[From the Behavior-Driven Development session]
I could not discern a clear why from this session. Despite that, I think I agree with the tenets of capturing user stories using business-y language and executable code, at least to give your project an executable to-do list.
The debate swirled around whether codifying user stories was better than note cards, should replace note cards, or was just a way to translate human language into something developers could understand (which left me wondering what species developers are, then). I can't speak to BDD's relative merits, but I know a thing or two about having conversations with humans.

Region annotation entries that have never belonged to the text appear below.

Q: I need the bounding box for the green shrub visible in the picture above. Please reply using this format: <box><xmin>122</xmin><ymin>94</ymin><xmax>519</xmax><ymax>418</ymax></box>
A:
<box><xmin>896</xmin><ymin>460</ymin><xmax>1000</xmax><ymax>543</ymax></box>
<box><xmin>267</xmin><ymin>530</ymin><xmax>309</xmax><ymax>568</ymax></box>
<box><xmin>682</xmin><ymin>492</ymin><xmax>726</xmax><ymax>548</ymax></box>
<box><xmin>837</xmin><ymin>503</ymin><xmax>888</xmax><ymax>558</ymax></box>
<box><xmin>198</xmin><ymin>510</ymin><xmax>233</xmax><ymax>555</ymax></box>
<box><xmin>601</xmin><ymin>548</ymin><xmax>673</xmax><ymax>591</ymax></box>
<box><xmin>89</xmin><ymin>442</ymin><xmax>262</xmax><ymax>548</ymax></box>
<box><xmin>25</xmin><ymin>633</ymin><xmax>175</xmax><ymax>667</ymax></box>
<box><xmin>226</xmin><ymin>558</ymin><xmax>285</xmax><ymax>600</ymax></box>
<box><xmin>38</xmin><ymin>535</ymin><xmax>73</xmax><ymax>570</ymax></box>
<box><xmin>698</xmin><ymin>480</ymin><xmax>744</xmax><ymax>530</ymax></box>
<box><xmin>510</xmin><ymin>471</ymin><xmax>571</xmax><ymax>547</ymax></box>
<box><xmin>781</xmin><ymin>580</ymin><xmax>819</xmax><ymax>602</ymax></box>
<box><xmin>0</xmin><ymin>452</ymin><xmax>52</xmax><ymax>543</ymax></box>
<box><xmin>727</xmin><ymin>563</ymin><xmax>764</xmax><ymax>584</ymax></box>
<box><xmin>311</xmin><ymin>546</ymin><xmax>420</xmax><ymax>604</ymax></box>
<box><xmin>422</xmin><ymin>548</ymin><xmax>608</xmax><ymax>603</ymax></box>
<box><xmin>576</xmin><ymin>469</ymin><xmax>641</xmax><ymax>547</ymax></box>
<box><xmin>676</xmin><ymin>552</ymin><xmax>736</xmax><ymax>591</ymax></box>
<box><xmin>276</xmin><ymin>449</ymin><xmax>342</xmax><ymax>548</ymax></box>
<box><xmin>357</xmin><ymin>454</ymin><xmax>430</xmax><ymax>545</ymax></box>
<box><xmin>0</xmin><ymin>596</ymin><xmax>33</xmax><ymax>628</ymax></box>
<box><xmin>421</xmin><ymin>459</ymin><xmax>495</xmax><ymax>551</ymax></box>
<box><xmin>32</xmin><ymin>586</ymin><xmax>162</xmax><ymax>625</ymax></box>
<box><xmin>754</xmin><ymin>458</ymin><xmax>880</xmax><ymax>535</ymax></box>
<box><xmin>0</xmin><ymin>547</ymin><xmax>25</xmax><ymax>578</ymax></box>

Above all, we want to avoid the scenario where the business user says they've changed their mind (their process, their requirements...), and we roll our eyes. We express frustration with their so-called indecisiveness because we're mentally translating that into a big pile of work. A note card has nothing invested in it—throw it away! whatever—but code, a test, a requirements doc, these things all introduce overhead. Overhead = friction = resistance to change = not building the highest priority thing. Your strategic advantage hinges on your ability to change.
Where is the middle ground here?
Because I can surmise benefits in favor of BDD. I love automated unit tests and the confidence they give me to refactor and create code with speed. I'm not alone in hating the maintenance of requirements docs, so they invariably become out-of-date and worse than useless. Executable requirements sound like an appealing alternative. Thinking in the business domain while coding, bringing code and user needs closer together, sound like important contributors to success. I get the impression that BDD brings a change in paradigm that is too subtle to explain to someone not experiencing it, but profound in the way it overhauls your perspective. But I just don't know yet.